Now in her final year of law school at the University of Louisville with a two-year clerkship with a federal judge lined up, Warford said she has no regrets about the path she’s chosen.
“It’s kind of put my life where I think it needs to be,” she said of the co-op program.
She said she understands the emphasis put on taking Advanced Placement courses, but the co-op program offers experience, which is equally valuable.
“While I think that’s really good, I think that a lot of employers now, particularly in the market, are looking for skills and experience and I think the co-op program provides for that,” Warford said.
Tyler Smith, a credit risk assistant at Century Bank in Lawrenceburg, started working in a co-op partnership back in middle school.
He knew he was good at math, and liked it. Smith said he figured he was going to be a math teacher and basketball coach.
Then in high school he learned about a friend doing the co-op program with Century Bank, and submitted his resume.
Now Smith, who graduated from the University of Kentucky with an economics degree, has been with the bank for about six years, moving up from bank teller to a loan assistant training to be a loan officer. He still gets to coach basketball as an assistant coach for the middle school girls’ team.
He said he enjoys seeing the other side of the loan process, “just breaking down the numbers and finding percentages,” Smith said.
Another co-op alumna, Hannah Sutherland, enjoys the challenge that comes with selling insurance at State Farm.
At first, she said, she only joined the co-op program to get out of taking classes she didn’t need.
Now, she loves the satisfaction of helping and interacting with customers, as well as knowing that selling insurance is something she’d like to make into a career.

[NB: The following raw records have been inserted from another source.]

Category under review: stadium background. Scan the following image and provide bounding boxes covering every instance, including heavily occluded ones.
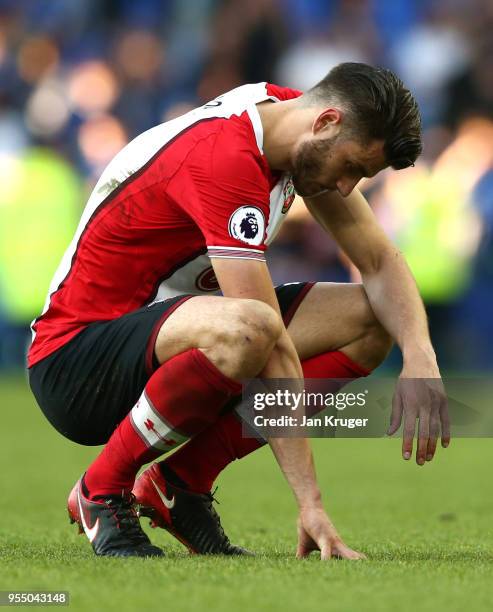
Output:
[0,2,492,611]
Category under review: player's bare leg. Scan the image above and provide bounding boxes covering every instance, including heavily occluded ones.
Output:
[150,282,391,374]
[152,296,282,377]
[135,282,392,557]
[287,282,393,368]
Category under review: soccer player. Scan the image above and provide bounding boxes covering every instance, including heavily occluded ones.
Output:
[28,63,449,559]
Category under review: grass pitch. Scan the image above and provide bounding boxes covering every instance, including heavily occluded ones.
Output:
[1,375,492,612]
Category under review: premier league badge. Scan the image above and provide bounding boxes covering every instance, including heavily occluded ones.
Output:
[228,206,265,246]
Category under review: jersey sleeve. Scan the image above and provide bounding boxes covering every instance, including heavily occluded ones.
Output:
[178,119,272,261]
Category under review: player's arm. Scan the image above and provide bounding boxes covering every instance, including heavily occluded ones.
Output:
[303,188,450,463]
[211,256,364,560]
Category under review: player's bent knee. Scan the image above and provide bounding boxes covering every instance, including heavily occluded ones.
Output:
[234,299,283,343]
[224,299,282,359]
[209,299,282,379]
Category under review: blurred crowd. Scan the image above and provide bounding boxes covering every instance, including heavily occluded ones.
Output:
[0,0,492,370]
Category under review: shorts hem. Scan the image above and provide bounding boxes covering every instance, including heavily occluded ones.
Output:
[144,295,194,375]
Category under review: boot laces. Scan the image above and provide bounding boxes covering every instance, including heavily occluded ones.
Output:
[201,487,230,544]
[104,492,149,544]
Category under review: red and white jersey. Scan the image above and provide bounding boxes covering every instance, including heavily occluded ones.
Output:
[28,82,302,367]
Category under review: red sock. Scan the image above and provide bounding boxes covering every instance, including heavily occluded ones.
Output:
[83,348,241,498]
[160,350,370,493]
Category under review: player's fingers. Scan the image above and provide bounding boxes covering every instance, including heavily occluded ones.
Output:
[296,542,310,559]
[439,396,451,448]
[296,537,313,559]
[426,408,440,461]
[296,533,317,559]
[332,545,367,560]
[416,409,430,465]
[388,391,403,436]
[416,437,428,465]
[402,411,416,461]
[343,549,367,560]
[426,437,438,461]
[320,540,332,561]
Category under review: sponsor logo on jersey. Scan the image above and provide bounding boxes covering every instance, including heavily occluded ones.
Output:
[228,206,265,246]
[282,178,296,214]
[195,267,219,292]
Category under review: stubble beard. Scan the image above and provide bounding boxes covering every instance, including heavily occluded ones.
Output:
[291,136,337,198]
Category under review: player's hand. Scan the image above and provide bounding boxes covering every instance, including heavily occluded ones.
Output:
[387,360,450,465]
[296,506,366,560]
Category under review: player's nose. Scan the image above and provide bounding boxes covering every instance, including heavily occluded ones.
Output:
[336,177,359,198]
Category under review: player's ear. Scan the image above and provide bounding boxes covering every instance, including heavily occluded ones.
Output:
[312,108,343,135]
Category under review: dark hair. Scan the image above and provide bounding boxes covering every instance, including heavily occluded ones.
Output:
[306,62,422,169]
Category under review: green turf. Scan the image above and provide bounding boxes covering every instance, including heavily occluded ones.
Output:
[1,375,492,612]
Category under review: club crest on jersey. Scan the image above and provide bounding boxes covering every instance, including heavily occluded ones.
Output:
[195,267,219,292]
[282,178,296,214]
[228,206,265,246]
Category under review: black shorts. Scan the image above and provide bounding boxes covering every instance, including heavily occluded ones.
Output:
[28,282,314,446]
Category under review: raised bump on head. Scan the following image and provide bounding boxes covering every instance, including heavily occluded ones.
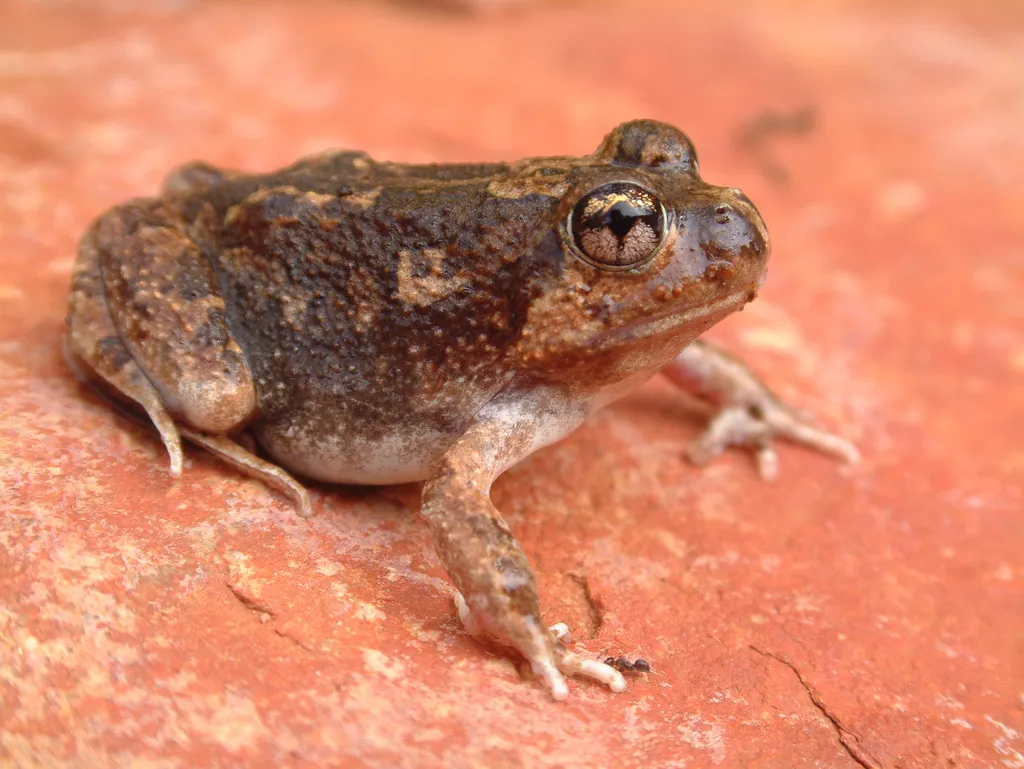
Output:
[594,119,698,173]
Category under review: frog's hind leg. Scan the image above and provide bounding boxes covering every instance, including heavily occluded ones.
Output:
[177,427,313,518]
[65,242,184,477]
[65,305,311,514]
[67,226,312,516]
[93,200,257,436]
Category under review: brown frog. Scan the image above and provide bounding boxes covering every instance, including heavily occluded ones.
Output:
[65,120,857,699]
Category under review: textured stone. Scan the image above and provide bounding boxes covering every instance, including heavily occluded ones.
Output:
[1,0,1022,766]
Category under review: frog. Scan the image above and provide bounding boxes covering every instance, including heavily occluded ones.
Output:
[64,119,858,700]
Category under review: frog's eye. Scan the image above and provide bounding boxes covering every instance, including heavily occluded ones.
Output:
[568,182,666,269]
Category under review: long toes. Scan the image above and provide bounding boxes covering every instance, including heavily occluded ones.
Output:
[531,658,569,701]
[560,652,627,693]
[774,417,860,463]
[807,430,861,464]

“I’m lucky to have a job,” Sutherland said, “much less one that I love.”
Sutherland, a junior at the University of Kentucky, currently works at the State Farm office part-time while living and attending college classes in Lexington.  
She said without participating in the co-op program, she wouldn’t have known that insurance was something she wanted to do.
“I would still be searching for what I wanted to do with my life after college,” she said.  
And that’s exactly what Drury was aiming for.
“Work’s going to be sometimes hard, but it won’t be unbearable,” Drury said. “I’d like young people to look at work not as a dirty word for them.”